Oklahoma has reinforced tornado shelters in more than 100 schools across the state, but the two that were in Moore did not have them, said Albert Ashwood, director of the Oklahoma Department of Emergency Management. He said a shelter would not necessarily have saved more lives at Plaza Towers Elementary.
Authorities were still trying to determine the full scope of the damage. The weather service said the tornado's path was 17 miles (27 kilometers) long and 1.3 miles (2 kilometers) wide.
U.N. Secretary General Ban Ki-moon wrote to the Oklahoma governor to express his condolences and offer the assistance of the United Nations, if requested, said U.N. deputy spokesman Eduardo del Buey.

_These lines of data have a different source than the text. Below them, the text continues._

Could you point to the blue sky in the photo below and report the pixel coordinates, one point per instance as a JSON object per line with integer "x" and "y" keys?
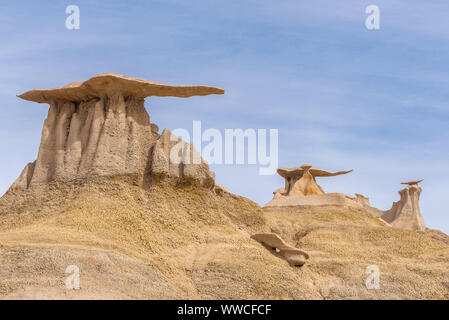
{"x": 342, "y": 96}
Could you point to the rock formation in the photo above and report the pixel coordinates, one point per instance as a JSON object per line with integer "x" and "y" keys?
{"x": 301, "y": 188}
{"x": 405, "y": 213}
{"x": 301, "y": 181}
{"x": 100, "y": 127}
{"x": 294, "y": 256}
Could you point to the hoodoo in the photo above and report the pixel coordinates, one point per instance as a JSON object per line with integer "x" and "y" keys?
{"x": 302, "y": 189}
{"x": 405, "y": 213}
{"x": 100, "y": 127}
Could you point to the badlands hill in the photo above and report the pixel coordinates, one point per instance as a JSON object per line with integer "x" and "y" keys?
{"x": 104, "y": 196}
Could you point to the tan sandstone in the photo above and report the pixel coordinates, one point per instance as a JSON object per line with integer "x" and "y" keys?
{"x": 100, "y": 127}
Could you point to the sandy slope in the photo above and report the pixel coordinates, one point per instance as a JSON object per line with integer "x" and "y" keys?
{"x": 186, "y": 242}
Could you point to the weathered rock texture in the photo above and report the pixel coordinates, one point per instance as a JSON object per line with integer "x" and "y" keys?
{"x": 100, "y": 127}
{"x": 405, "y": 213}
{"x": 301, "y": 181}
{"x": 294, "y": 256}
{"x": 301, "y": 188}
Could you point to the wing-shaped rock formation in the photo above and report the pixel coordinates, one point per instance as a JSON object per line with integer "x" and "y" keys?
{"x": 101, "y": 127}
{"x": 300, "y": 181}
{"x": 405, "y": 213}
{"x": 293, "y": 255}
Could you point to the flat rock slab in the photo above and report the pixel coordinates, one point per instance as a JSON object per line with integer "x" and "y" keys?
{"x": 293, "y": 255}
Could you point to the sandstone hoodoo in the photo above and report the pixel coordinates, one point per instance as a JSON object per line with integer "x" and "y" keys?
{"x": 100, "y": 127}
{"x": 301, "y": 188}
{"x": 405, "y": 213}
{"x": 301, "y": 181}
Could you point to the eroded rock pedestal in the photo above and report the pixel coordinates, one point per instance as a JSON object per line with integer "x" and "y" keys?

Roofs were torn off houses, exposing metal rods left twisted like pretzels. Cars sat in heaps, crumpled and sprayed with caked-on mud. Insulation and siding was smashed up against the sides of any walls that remained standing. Yards were littered with pieces of wood, nails and pieces of electric poles.
Monday's twister also came almost exactly two years after an enormous twister ripped through the city of Joplin, Missouri, killing 158 people.
That May 22, 2011, tornado was the deadliest in the United States since modern tornado record keeping began in 1950, according to the National Oceanic and Atmospheric Administration.